Whether or not the Turing Test is actually a good or even sufficient test of artificial intelligence, is a moot point. That the Turing Test is passed within the next few decades, however, is highly likely, so says creator of virtual worlds David Burden.
But the real opportunity of artificial intelligence, of a virtual world is that it gives bots an environment in which to live, grow and evolve — including evolving intelligence.
David Burden is a Chartered and European Engineer. His career started in army communications managing a range of mobile and wireless systems before joining Ascom, a Swiss telecomms company and then Aseriti, the IT arm of Severn Trent plc. During the dot com boom, he founded a wireless data company developing both WAP and Voice XML systems. In 2004, he set up Daden Ltd, a virtual worlds and information 2.0 consultancy.
Dr Kathleen Maitland suggests that the world today’s children inhabit is qualitatively different from the world of previous generations, where the interface between humans and computers has evolved to the point where current distinctions are more difficult to sustain. Moreover, they — and we observe and interact with evolving digital worlds run, not by humans, but by computers themselves.

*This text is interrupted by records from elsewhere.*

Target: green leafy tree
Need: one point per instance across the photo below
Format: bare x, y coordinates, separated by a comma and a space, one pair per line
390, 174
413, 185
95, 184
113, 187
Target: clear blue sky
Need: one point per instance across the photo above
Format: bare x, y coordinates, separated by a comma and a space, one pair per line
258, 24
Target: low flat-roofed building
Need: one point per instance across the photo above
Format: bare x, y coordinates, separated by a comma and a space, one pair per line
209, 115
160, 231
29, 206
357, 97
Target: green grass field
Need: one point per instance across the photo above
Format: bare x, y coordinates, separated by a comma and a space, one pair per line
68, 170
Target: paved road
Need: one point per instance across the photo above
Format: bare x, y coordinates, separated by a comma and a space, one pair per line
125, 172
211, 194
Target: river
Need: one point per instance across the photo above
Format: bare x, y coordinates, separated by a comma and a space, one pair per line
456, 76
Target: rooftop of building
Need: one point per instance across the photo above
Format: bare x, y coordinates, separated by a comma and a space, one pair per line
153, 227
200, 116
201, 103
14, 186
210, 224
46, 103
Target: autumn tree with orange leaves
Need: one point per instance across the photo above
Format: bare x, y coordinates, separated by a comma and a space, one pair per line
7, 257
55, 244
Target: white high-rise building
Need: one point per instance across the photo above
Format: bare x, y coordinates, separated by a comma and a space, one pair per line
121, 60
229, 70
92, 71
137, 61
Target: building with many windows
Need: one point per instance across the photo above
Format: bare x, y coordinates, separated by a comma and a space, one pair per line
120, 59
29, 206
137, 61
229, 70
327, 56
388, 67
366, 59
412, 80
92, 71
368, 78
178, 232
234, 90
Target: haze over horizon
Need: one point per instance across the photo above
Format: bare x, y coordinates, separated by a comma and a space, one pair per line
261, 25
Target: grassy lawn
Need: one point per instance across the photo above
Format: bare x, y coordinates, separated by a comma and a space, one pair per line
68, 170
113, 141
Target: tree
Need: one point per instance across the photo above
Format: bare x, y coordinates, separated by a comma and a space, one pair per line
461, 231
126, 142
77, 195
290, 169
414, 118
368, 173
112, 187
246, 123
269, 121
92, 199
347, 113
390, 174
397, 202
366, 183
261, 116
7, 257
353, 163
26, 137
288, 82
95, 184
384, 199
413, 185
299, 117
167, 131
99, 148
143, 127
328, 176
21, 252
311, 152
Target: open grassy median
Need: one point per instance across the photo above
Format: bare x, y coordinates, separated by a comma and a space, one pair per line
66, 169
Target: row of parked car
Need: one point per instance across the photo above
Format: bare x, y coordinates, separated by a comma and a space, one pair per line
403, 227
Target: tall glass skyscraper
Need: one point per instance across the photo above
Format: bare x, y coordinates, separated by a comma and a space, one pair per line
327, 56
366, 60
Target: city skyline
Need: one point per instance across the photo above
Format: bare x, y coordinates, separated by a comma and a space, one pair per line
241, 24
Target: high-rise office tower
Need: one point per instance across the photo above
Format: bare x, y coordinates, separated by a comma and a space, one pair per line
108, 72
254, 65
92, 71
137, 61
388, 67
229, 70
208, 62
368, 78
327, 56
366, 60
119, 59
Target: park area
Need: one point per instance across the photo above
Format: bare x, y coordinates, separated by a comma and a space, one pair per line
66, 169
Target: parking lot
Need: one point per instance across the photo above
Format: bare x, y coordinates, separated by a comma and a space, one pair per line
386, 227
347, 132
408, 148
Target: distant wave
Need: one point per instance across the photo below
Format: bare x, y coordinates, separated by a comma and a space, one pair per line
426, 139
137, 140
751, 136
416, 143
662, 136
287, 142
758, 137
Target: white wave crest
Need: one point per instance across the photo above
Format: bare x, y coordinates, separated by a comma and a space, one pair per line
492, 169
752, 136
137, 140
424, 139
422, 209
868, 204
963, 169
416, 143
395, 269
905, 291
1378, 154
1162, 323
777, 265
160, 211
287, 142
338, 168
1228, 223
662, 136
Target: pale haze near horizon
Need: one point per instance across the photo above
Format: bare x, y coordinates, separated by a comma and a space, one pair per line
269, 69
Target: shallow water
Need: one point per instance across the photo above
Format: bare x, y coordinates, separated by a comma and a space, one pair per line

Dr Maitland is a lecturer in the Department of Computing, Telecommunications and Networks at Birmingham City University. Her research interests are requirements engineering, information systems evolution, fuzzy logic and other non-classical logic systems, human-computer interaction and e-commerce.
Humans naturally use speech, gestures and 3D interactions with touch, smell and taste capabilities to interact with the real environment. Professor Vinesh Raja of the Warwick Manufacturing Group believes that at least some of these modes of interaction between us and computers in the near-future — and playing a major role in healthcare applications such as stroke rehabilitation, as well as the more obvious applications in the games industry.

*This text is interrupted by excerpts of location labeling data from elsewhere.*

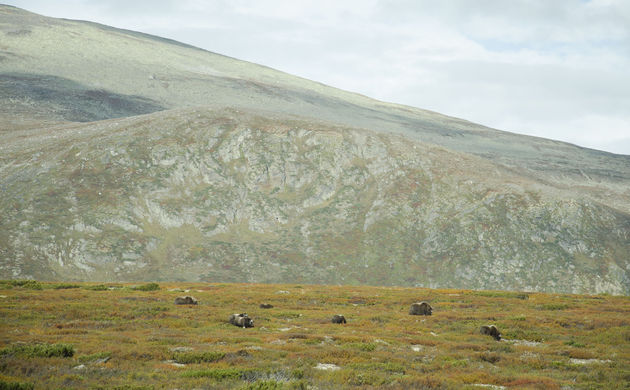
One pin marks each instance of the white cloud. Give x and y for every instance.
(556, 69)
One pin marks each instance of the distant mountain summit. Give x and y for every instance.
(131, 157)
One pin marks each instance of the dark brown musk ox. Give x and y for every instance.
(242, 320)
(420, 309)
(187, 300)
(490, 330)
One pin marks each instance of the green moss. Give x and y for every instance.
(197, 357)
(39, 350)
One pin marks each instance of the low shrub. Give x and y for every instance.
(15, 385)
(63, 286)
(25, 284)
(553, 306)
(264, 385)
(147, 287)
(217, 373)
(197, 357)
(97, 287)
(94, 356)
(39, 350)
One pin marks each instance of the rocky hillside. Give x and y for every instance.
(227, 195)
(129, 157)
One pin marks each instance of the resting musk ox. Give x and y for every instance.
(241, 320)
(420, 309)
(187, 300)
(490, 330)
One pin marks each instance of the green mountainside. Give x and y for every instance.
(129, 157)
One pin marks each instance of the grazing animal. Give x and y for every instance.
(187, 300)
(490, 330)
(241, 320)
(420, 309)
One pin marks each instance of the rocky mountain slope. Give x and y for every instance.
(237, 172)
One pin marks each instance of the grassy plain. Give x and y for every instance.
(122, 336)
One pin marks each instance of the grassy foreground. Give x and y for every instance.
(134, 337)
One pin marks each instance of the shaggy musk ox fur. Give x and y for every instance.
(490, 330)
(420, 309)
(241, 320)
(187, 300)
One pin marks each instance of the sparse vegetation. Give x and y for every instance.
(198, 357)
(5, 385)
(138, 340)
(147, 287)
(39, 350)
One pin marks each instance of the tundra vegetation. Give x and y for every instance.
(118, 336)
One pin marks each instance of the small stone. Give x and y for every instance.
(327, 366)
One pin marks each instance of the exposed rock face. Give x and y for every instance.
(282, 187)
(201, 195)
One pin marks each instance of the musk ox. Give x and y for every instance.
(490, 330)
(420, 309)
(241, 320)
(187, 300)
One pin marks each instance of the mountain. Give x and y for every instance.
(131, 157)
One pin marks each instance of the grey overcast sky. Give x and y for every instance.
(557, 69)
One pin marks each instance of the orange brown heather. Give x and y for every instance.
(122, 337)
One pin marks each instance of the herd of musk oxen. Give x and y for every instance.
(419, 308)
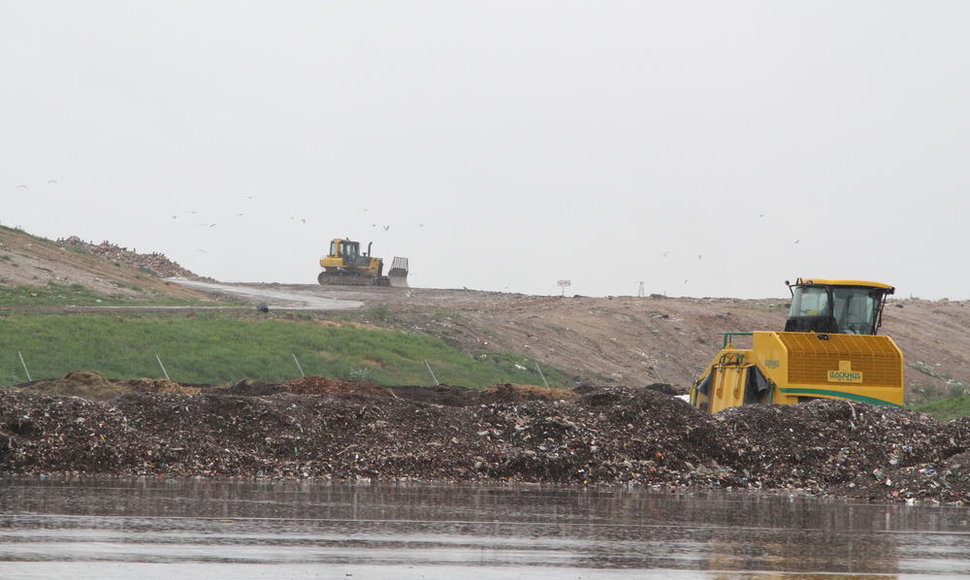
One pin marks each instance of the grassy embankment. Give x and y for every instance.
(79, 295)
(222, 348)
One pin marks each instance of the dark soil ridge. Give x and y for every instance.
(611, 436)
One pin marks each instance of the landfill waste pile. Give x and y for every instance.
(325, 428)
(154, 263)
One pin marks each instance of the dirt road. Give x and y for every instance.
(274, 297)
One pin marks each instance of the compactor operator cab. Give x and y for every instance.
(345, 249)
(836, 306)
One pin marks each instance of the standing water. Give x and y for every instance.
(180, 529)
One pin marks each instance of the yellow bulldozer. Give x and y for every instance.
(345, 265)
(829, 349)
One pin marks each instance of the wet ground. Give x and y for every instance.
(321, 429)
(107, 528)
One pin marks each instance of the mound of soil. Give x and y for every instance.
(629, 436)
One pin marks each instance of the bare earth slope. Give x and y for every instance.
(623, 340)
(26, 260)
(611, 430)
(636, 341)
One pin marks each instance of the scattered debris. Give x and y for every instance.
(155, 263)
(325, 428)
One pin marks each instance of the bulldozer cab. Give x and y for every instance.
(345, 249)
(836, 306)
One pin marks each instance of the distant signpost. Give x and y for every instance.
(563, 283)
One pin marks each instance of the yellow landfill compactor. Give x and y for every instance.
(346, 265)
(829, 350)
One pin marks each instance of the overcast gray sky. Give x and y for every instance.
(705, 148)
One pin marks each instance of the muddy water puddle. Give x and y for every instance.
(177, 529)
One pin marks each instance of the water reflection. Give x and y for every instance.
(188, 526)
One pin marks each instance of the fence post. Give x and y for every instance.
(302, 374)
(541, 375)
(434, 378)
(164, 372)
(29, 380)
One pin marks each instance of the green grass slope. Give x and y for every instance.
(222, 348)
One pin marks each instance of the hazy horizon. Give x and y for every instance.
(703, 148)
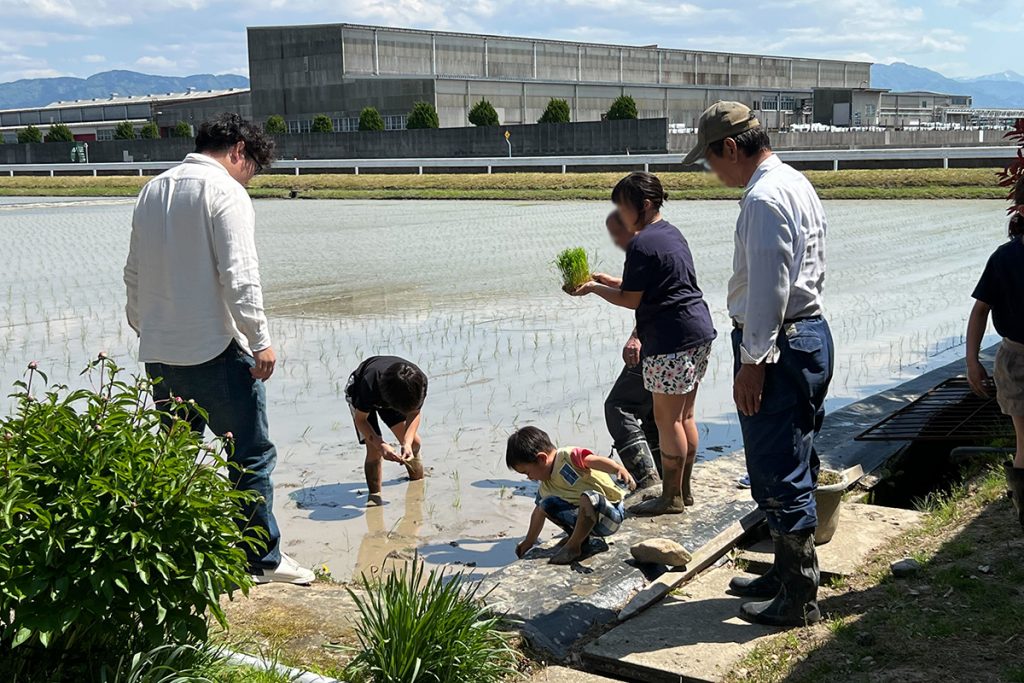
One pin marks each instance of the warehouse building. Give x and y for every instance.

Editor Keith Richards in his Introduction to The New Optimists says Jeremy Foss gives stimulating but disturbing revelations about quantum information.
The future Net, digital technologies expert Jeremy Foss says, will be a Net that knows you better than you know yourself. Interactivity and more efficient interfaces are encouraging us to betray more and more of our behaviour and preferences.

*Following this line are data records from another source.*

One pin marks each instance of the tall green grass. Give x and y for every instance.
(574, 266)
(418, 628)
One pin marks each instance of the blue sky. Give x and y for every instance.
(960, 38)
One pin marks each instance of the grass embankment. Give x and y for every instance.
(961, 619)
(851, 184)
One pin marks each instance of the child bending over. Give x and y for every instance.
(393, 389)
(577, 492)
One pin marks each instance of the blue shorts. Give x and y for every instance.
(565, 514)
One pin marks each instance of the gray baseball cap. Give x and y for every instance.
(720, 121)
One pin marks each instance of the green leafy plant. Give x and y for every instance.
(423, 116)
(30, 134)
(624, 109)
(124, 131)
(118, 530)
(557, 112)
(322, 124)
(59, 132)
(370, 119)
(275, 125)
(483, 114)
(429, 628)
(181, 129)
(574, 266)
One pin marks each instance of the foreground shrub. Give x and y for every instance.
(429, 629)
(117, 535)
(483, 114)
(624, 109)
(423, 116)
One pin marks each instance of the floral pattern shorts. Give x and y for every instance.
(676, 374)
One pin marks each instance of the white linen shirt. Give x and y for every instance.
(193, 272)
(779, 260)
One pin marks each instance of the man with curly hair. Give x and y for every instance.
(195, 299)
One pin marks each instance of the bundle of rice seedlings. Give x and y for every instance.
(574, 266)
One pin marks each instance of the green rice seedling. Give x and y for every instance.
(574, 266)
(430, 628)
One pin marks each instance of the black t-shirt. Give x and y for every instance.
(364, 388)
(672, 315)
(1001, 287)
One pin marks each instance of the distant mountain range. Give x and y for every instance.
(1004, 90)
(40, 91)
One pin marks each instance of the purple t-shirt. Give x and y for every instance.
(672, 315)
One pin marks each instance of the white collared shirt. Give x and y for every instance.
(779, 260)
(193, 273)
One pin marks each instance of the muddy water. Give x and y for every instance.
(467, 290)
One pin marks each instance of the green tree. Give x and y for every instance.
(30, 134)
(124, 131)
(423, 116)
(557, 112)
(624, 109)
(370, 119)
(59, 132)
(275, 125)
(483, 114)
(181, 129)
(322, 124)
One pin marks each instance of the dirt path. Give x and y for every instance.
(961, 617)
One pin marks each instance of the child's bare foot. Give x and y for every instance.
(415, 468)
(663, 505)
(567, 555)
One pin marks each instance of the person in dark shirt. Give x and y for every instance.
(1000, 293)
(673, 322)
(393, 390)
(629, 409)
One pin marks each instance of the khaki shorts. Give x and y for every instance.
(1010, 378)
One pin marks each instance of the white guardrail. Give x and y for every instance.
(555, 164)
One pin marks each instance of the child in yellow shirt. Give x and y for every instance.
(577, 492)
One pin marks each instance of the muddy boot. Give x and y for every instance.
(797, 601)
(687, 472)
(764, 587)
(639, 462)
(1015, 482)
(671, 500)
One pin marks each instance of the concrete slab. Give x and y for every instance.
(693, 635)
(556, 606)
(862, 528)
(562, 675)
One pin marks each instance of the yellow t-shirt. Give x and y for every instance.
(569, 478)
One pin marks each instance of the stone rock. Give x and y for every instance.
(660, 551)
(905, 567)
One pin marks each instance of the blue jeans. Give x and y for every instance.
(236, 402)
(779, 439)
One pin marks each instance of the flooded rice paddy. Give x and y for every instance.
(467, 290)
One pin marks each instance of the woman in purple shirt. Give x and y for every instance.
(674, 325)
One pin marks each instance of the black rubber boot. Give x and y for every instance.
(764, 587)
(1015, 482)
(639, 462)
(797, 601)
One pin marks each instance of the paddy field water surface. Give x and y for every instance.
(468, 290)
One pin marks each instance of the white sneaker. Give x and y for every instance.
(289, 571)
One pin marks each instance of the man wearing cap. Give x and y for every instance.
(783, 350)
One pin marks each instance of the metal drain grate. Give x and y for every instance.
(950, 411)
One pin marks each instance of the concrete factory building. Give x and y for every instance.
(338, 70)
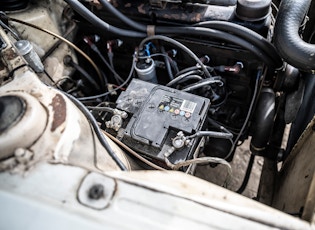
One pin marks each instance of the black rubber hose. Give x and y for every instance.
(263, 120)
(85, 75)
(247, 174)
(290, 45)
(133, 24)
(98, 132)
(240, 31)
(93, 19)
(88, 15)
(216, 34)
(247, 34)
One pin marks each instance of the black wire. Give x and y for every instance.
(245, 37)
(167, 63)
(179, 45)
(97, 130)
(107, 93)
(247, 174)
(94, 20)
(247, 34)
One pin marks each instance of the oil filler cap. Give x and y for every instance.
(253, 10)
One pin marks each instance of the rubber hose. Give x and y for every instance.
(290, 45)
(93, 19)
(252, 37)
(247, 34)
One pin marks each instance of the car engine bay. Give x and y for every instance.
(158, 85)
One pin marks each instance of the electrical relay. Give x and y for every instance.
(158, 113)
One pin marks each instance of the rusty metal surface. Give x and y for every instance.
(59, 111)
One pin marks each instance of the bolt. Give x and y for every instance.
(96, 192)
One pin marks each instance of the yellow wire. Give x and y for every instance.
(64, 40)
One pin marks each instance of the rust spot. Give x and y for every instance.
(10, 54)
(59, 111)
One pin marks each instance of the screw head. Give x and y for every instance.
(96, 192)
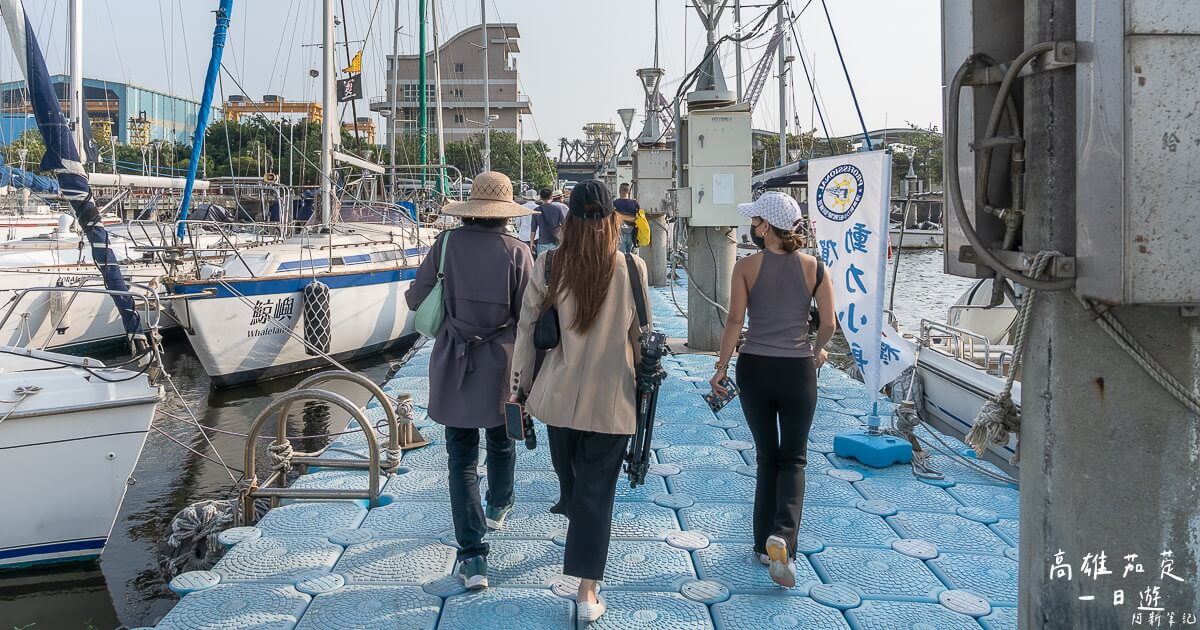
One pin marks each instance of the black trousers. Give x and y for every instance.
(779, 396)
(462, 445)
(588, 466)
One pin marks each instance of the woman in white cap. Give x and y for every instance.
(777, 369)
(485, 273)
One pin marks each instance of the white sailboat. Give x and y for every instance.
(334, 291)
(963, 364)
(72, 431)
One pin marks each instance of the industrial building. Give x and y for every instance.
(462, 85)
(131, 113)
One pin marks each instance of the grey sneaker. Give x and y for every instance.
(496, 516)
(473, 573)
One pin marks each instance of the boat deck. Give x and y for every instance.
(881, 550)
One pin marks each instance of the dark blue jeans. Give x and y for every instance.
(462, 445)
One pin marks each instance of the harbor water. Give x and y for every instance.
(127, 587)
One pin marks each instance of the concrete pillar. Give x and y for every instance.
(1109, 459)
(711, 256)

Jeremy Foss, as well as being a lecturer and researcher at Birmingham City University, has over 30 years’ industry experience with GEC, GPT and Marconi Communications in distributed computing, broadband development (including IPTV triple play services), network strategy, intelligence agents and collaborative virtual environments.
You may never have heard of NFC (Near Field Communications), but almost certainly you have used it. NFC, a branch of RFID, has many actual and potential uses, including systems for the visually impaired, the deaf and others who might benefit from assisted living, so says Garry Homer, Professor of Technology Transfer and Director of the IT Futures Centre.
A recent project, for example, integrated NFC into an application to aid visually impaired people to navigate their way round an unfamiliar environment.
Computer games, like all fiction, engage people by suspending their disbelief. This window into another world, says Stuart Slater, Director of the Institute of Gaming and Animation, allows the user’s imagination to be put on hold whilst experiencing the game designer’s imagination instead, a novel experience that engages emotional and cognitive capabilities in unexpected situations.
Dr Slater’s research in this emerging field is wide-ranging; his particular interests are in the interaction between the virtual world, including Second Life, and its inhabitants and how they react to agents in that environment, and the the real world. As well as directing the Institute of Gaming and Animation, he also teaches games programming at the University of Wolverhampton to both students and to developers in several leading games companies.
Russell is one of the panelists for the British Science Festival event on 15th September 2010, chaired by Sue Beardsmore where you can meet and talk with him and the other panelists. Please do come, or participate on-line — more information about how to do so will be posted shortly.
Dr Beale’s research is on using intelligence to support user interaction. As well as being a full-time academic, Russell has founded four companies and run two of them, provides consultancy services on projects he’s interested in, and used to race yachts competitively until a toddler and infant twins needed his attention — but once they’ve learned to sail, he’ll return to that as well.